North America, Greenland, Cape Farwell Region, Tasermiut Fjord, Nalumasortoq, Prowed and Free; Ulamertorssuaq, Moby Dick, Speed Ascent

Publication Year: 2005.

Tasermiut Fjord, Nalumasortoq, Prowed and Free; Ulamertorssuaq, Moby Dick, speed ascent. On July 2 Nathan Martin and I started our 34-day expedition to the Tasermiut fiord in southern Greenland by climbing the dead-straight 2,500-foot route Non C’e Due Senza Tre (V 5.11+) on the right pillar of Nalumasortoq. We made it within 200 feet of the summit in a day before retreating in the dark. It was awesome. The following day it started to rain and continued for the next 12 days. Kind-of-a-bummer. After three days of clear weather we started up the central pillar by following the first eight pitches to the 2003 highpoint that Nathan reached with Tim O’Neil on a previous expedition. From here we followed excellent hand-to-finger cracks that would lead to the summit; however, three difficult pitches required cleaning, forcing us to hang on gear and forfeiting the free ascent on that attempt. We reached the summit at sunset and rappelled the route confident that another attempt would lead to a successful free ascent. Then it rained for 16 days straight. What a buzz-kill that was.

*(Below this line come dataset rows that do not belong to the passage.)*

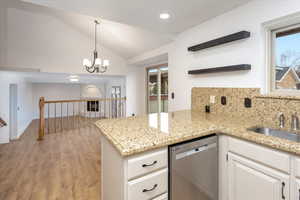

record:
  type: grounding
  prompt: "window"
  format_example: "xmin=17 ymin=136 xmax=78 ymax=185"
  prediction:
xmin=271 ymin=24 xmax=300 ymax=94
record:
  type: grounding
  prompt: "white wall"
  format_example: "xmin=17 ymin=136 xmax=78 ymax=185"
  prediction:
xmin=32 ymin=83 xmax=80 ymax=119
xmin=0 ymin=1 xmax=127 ymax=75
xmin=164 ymin=0 xmax=300 ymax=111
xmin=0 ymin=72 xmax=33 ymax=143
xmin=126 ymin=66 xmax=146 ymax=116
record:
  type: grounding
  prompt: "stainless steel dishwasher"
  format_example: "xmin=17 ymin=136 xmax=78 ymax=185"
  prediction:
xmin=169 ymin=135 xmax=218 ymax=200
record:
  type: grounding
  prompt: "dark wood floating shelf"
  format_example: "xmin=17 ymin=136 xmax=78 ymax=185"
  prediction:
xmin=188 ymin=31 xmax=250 ymax=51
xmin=188 ymin=64 xmax=251 ymax=74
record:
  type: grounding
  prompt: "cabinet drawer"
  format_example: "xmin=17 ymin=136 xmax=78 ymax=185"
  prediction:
xmin=127 ymin=148 xmax=168 ymax=180
xmin=228 ymin=138 xmax=290 ymax=173
xmin=295 ymin=158 xmax=300 ymax=178
xmin=128 ymin=169 xmax=168 ymax=200
xmin=153 ymin=193 xmax=168 ymax=200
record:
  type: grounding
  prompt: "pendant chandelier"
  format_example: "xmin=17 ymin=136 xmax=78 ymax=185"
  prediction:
xmin=83 ymin=20 xmax=109 ymax=73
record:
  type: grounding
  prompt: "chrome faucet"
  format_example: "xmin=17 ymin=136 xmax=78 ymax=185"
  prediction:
xmin=291 ymin=113 xmax=299 ymax=131
xmin=278 ymin=113 xmax=285 ymax=128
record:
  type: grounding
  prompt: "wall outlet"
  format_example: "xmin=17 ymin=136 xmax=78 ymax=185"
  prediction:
xmin=209 ymin=96 xmax=216 ymax=103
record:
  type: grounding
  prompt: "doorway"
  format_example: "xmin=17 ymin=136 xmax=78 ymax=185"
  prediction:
xmin=9 ymin=84 xmax=18 ymax=140
xmin=111 ymin=86 xmax=121 ymax=117
xmin=147 ymin=64 xmax=168 ymax=113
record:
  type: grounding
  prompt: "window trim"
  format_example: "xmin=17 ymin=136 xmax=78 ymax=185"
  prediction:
xmin=262 ymin=12 xmax=300 ymax=96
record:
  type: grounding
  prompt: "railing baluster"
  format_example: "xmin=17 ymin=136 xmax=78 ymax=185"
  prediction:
xmin=60 ymin=103 xmax=63 ymax=131
xmin=73 ymin=102 xmax=75 ymax=129
xmin=39 ymin=96 xmax=127 ymax=138
xmin=54 ymin=103 xmax=56 ymax=133
xmin=66 ymin=102 xmax=70 ymax=130
xmin=47 ymin=103 xmax=50 ymax=134
xmin=78 ymin=101 xmax=81 ymax=128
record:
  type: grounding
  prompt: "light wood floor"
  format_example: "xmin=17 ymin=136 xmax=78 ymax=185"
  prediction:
xmin=0 ymin=121 xmax=100 ymax=200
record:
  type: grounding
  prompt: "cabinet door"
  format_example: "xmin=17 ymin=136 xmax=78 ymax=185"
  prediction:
xmin=228 ymin=153 xmax=289 ymax=200
xmin=295 ymin=179 xmax=300 ymax=200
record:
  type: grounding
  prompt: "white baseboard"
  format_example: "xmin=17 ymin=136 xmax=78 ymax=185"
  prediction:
xmin=0 ymin=138 xmax=9 ymax=144
xmin=15 ymin=120 xmax=33 ymax=139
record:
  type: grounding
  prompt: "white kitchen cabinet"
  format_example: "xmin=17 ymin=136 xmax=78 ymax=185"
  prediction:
xmin=228 ymin=153 xmax=290 ymax=200
xmin=101 ymin=136 xmax=168 ymax=200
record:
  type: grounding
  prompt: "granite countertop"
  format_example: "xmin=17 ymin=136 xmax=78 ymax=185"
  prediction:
xmin=96 ymin=110 xmax=300 ymax=156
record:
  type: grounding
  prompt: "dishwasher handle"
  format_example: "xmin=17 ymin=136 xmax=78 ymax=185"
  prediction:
xmin=175 ymin=143 xmax=217 ymax=160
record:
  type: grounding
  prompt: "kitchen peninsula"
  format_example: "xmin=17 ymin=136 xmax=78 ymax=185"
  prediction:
xmin=96 ymin=110 xmax=300 ymax=200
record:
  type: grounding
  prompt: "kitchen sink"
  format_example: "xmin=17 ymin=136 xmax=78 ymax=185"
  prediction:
xmin=247 ymin=126 xmax=300 ymax=142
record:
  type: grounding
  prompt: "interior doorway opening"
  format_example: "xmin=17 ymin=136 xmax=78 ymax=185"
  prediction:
xmin=9 ymin=84 xmax=18 ymax=140
xmin=147 ymin=64 xmax=168 ymax=113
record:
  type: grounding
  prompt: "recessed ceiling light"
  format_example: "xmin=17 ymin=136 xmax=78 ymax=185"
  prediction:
xmin=70 ymin=78 xmax=79 ymax=82
xmin=159 ymin=12 xmax=171 ymax=20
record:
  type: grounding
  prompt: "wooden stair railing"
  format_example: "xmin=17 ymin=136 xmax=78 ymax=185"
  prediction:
xmin=38 ymin=97 xmax=126 ymax=140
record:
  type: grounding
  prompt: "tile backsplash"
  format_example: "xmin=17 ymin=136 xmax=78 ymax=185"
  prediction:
xmin=191 ymin=87 xmax=300 ymax=133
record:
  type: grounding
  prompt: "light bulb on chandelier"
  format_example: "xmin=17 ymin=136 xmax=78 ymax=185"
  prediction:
xmin=83 ymin=20 xmax=109 ymax=73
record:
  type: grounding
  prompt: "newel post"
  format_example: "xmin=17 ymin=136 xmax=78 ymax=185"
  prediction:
xmin=38 ymin=97 xmax=45 ymax=140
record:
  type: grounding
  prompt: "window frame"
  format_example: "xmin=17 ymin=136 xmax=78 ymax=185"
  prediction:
xmin=263 ymin=12 xmax=300 ymax=96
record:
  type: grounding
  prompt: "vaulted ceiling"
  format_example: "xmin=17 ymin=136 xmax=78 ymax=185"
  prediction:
xmin=14 ymin=0 xmax=250 ymax=59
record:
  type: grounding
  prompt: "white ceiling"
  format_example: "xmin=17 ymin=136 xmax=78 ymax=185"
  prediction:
xmin=23 ymin=0 xmax=250 ymax=34
xmin=9 ymin=71 xmax=125 ymax=84
xmin=6 ymin=0 xmax=172 ymax=59
xmin=14 ymin=0 xmax=250 ymax=59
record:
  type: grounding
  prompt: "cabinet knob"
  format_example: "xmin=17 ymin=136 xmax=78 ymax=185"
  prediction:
xmin=142 ymin=160 xmax=157 ymax=167
xmin=143 ymin=184 xmax=158 ymax=192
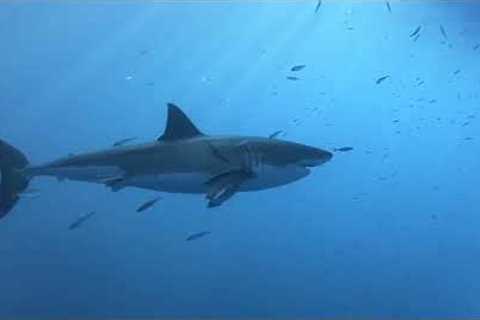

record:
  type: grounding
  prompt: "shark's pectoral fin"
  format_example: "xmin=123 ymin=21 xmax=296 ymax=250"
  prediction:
xmin=206 ymin=170 xmax=254 ymax=208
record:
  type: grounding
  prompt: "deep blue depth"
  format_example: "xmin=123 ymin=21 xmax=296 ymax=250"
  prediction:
xmin=0 ymin=0 xmax=480 ymax=318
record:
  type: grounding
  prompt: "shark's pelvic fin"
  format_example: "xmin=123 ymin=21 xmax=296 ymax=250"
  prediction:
xmin=158 ymin=103 xmax=204 ymax=141
xmin=207 ymin=170 xmax=254 ymax=208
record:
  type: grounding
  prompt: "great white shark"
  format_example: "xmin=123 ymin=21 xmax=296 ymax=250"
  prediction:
xmin=0 ymin=103 xmax=332 ymax=218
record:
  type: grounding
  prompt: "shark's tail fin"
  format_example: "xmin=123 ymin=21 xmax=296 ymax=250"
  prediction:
xmin=0 ymin=140 xmax=29 ymax=219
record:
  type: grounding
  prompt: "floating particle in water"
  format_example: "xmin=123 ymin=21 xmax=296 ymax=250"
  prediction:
xmin=409 ymin=26 xmax=422 ymax=38
xmin=385 ymin=1 xmax=392 ymax=13
xmin=375 ymin=75 xmax=390 ymax=84
xmin=315 ymin=0 xmax=322 ymax=13
xmin=290 ymin=64 xmax=306 ymax=72
xmin=440 ymin=25 xmax=448 ymax=40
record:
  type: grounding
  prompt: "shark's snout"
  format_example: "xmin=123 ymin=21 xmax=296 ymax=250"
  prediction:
xmin=299 ymin=148 xmax=333 ymax=167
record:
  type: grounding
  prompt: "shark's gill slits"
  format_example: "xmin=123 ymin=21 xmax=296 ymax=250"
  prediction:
xmin=240 ymin=142 xmax=264 ymax=172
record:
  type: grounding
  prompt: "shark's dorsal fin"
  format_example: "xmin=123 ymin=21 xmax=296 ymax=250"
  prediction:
xmin=157 ymin=103 xmax=204 ymax=141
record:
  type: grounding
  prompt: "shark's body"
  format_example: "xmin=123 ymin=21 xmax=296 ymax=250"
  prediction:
xmin=0 ymin=104 xmax=332 ymax=217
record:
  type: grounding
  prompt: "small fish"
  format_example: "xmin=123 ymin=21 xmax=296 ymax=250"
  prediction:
xmin=440 ymin=25 xmax=448 ymax=40
xmin=375 ymin=75 xmax=390 ymax=84
xmin=68 ymin=211 xmax=95 ymax=230
xmin=385 ymin=1 xmax=392 ymax=13
xmin=290 ymin=64 xmax=306 ymax=72
xmin=113 ymin=137 xmax=137 ymax=147
xmin=268 ymin=130 xmax=284 ymax=139
xmin=186 ymin=231 xmax=211 ymax=241
xmin=409 ymin=26 xmax=422 ymax=38
xmin=137 ymin=197 xmax=162 ymax=212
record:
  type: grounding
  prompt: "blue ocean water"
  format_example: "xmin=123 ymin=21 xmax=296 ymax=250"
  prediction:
xmin=0 ymin=0 xmax=480 ymax=318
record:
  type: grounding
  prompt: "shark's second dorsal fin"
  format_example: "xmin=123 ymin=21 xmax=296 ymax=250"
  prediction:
xmin=157 ymin=103 xmax=204 ymax=141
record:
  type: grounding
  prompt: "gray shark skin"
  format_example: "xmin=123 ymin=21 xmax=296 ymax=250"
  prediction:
xmin=0 ymin=103 xmax=332 ymax=217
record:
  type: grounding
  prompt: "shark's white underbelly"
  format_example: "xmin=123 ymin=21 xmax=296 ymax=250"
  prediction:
xmin=31 ymin=165 xmax=310 ymax=193
xmin=128 ymin=166 xmax=310 ymax=193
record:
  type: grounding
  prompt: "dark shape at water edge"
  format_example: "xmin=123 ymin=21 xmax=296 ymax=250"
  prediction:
xmin=68 ymin=211 xmax=96 ymax=230
xmin=186 ymin=231 xmax=211 ymax=241
xmin=137 ymin=197 xmax=162 ymax=212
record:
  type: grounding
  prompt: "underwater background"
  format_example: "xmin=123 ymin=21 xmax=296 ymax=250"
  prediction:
xmin=0 ymin=0 xmax=480 ymax=318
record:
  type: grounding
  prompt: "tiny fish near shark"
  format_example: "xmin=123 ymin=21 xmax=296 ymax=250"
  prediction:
xmin=0 ymin=103 xmax=333 ymax=218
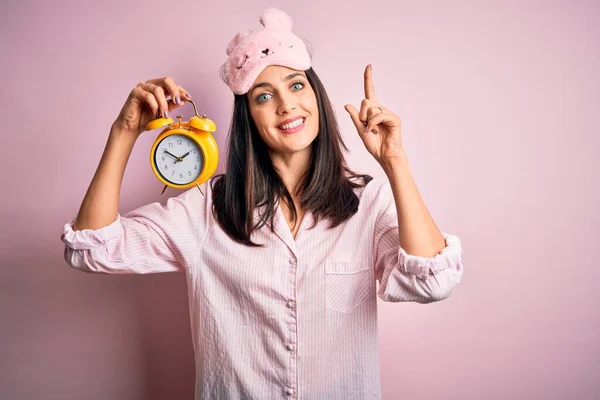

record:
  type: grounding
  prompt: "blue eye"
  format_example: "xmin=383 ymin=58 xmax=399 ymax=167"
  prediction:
xmin=256 ymin=93 xmax=270 ymax=103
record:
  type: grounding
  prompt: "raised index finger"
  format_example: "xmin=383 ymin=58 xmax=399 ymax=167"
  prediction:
xmin=365 ymin=64 xmax=377 ymax=103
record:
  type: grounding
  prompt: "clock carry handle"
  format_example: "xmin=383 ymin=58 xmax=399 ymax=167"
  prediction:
xmin=146 ymin=99 xmax=217 ymax=132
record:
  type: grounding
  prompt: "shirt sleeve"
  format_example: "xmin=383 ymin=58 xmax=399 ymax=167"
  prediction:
xmin=61 ymin=185 xmax=207 ymax=274
xmin=373 ymin=180 xmax=463 ymax=303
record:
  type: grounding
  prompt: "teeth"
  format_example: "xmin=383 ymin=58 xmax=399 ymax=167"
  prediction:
xmin=279 ymin=118 xmax=304 ymax=130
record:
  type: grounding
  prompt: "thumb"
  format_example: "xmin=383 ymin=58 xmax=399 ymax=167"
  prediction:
xmin=344 ymin=104 xmax=365 ymax=137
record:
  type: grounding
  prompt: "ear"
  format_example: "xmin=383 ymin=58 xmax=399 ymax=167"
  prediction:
xmin=227 ymin=29 xmax=252 ymax=55
xmin=260 ymin=8 xmax=292 ymax=31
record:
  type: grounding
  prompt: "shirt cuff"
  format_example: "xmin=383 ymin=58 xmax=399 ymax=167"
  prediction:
xmin=60 ymin=213 xmax=123 ymax=250
xmin=399 ymin=232 xmax=462 ymax=280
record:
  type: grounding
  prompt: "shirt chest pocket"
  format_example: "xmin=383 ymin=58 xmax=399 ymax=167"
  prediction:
xmin=324 ymin=257 xmax=373 ymax=314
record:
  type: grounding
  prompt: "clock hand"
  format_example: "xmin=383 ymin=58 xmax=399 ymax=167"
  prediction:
xmin=165 ymin=150 xmax=183 ymax=162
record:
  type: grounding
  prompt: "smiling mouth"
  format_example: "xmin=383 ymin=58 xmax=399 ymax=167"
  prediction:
xmin=277 ymin=117 xmax=306 ymax=131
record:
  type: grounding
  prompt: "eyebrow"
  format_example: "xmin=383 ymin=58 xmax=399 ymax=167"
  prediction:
xmin=249 ymin=72 xmax=306 ymax=94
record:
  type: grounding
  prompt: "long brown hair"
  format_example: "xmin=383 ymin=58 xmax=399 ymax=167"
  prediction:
xmin=212 ymin=68 xmax=373 ymax=247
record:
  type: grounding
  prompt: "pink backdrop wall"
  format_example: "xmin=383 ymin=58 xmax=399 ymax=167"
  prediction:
xmin=0 ymin=0 xmax=600 ymax=400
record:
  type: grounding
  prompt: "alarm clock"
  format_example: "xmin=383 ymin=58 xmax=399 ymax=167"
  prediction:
xmin=146 ymin=100 xmax=219 ymax=195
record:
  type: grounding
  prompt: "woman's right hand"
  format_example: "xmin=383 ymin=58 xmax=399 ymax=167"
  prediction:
xmin=113 ymin=76 xmax=192 ymax=137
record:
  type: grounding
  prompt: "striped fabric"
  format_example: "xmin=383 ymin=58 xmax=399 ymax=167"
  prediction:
xmin=61 ymin=177 xmax=463 ymax=400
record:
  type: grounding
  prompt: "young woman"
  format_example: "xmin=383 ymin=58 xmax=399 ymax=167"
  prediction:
xmin=62 ymin=9 xmax=463 ymax=399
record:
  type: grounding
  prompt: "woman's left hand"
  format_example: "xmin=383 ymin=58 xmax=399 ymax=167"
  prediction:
xmin=344 ymin=64 xmax=404 ymax=168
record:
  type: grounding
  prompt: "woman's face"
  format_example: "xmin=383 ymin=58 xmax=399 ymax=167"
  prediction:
xmin=247 ymin=65 xmax=319 ymax=157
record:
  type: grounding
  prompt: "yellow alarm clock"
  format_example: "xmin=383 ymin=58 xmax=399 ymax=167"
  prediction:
xmin=146 ymin=100 xmax=219 ymax=195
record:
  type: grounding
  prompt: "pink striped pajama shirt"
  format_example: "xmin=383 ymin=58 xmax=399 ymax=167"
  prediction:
xmin=61 ymin=177 xmax=463 ymax=400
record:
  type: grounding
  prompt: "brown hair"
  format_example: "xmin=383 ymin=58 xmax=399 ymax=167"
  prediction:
xmin=212 ymin=68 xmax=373 ymax=247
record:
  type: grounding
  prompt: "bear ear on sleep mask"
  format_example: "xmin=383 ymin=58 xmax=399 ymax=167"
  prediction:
xmin=223 ymin=8 xmax=311 ymax=94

Eventually the skies and our heads cleared and on August 2 we completed our stunning 2,000-foot route, Prowed and Free (V+ 5.12+), all-free-in-a-day without using fixed ropes or jumars; a first for this area. The dead-vertical route is stacked with hard crack climbing including five pitches of 5.12 in a row starting at pitch 8 with two of them racking in at 5.12+. It was amazing that everything came together at the last minute on such a gem. It was hard to pioneer this route in this style, and we hope future ascents will follow suit. Someone’s gotta onsight this thing!

Totally stoked and high, with one day left before pickup, we set out on August 4 and climbed the classic route Moby Dick (VI 5.13-), on the 3,000-foot Ulamertorssuaq. We managed to race up the climb in 11 hours and 56 minutes, free climbing most of the route. The potential for more free routes in the area, 5.14 and beyond, is practically unlimited and is highly recommended. The granite is reminiscent of Tuolumne characterized by superb and endless cracks, knobby faces and surreal environment making for remarkable conditions. In 6 weeks we climbed only 4 days, but those were four of the best days ever!